There was a time she’d stare up at the stars in wonder on clear nights like this, after her clients had turned in. This summer she’d mostly just stared blankly, worrying about the damned ammo box and the money inside it. Tonight, however, her gaze remained on the shadowy outline of the Wus’ tent, her mind still abuzz, her body still energized by the electrical storm.
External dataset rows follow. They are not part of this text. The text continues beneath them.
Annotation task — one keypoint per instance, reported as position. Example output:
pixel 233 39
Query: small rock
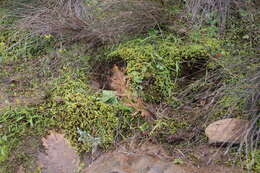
pixel 229 130
pixel 59 157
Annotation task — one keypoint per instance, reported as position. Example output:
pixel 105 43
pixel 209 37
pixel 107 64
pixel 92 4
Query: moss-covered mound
pixel 154 62
pixel 85 117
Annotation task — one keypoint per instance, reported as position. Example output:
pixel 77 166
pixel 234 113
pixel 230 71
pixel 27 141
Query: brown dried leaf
pixel 119 84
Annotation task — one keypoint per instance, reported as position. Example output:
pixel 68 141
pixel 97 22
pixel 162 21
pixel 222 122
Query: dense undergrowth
pixel 218 76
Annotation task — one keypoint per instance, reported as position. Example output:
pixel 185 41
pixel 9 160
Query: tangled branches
pixel 93 21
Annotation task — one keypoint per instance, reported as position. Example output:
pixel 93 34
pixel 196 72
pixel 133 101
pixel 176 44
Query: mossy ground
pixel 154 64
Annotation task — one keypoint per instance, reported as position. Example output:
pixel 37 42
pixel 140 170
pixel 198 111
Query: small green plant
pixel 17 125
pixel 154 62
pixel 88 119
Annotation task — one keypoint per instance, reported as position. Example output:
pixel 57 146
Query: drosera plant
pixel 88 119
pixel 20 129
pixel 156 61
Campfire circles lent themselves to deep conversation in short order, and even though they had skipped the ritual tonight, she had learned a lot about Vivian as they’d lounged in their camp chairs after dinner, sipping wine and hot cocoa.
“I bet you’re underestimated all the time,” True had mused after they’d compared professional careers. “When you’re not being hit on by guys,” she’d thrown in as a test of sorts, just to be sure, after Emmett had embarked on a mission to unearth the Hershey’s bars in the cooler. True’s instincts could not always be trusted, and falling for straight women was a cliché she was tired of falling prey to.
But Vivian had shaken her head, gesturing toward Emmett, now carefully building a s’more to roast on the stovetop. “Single mom, remember? It’s the ideal male deterrent. Female, too, for that matter.”
True’s eyes had shot to hers, and Vivian had held her gaze, the confidence in that look saying volumes. Speaking True’s language.
Which left True wrestling with cliché number two: sabotaging potential happiness out of the fear of being burned. Again, as it happened. And so, despite the chance of more rain—Mother Nature willing—she’d left her one-person tent empty tonight, too, needing a bit more space. The storm clouds that had come in hot and heavy this afternoon had all but burned off, leaving the mountain air as thin and brittle as usual for southern Oregon in July, as poor a buffer as always against the heat of the night that absorbed into every pore of her bare arms and legs.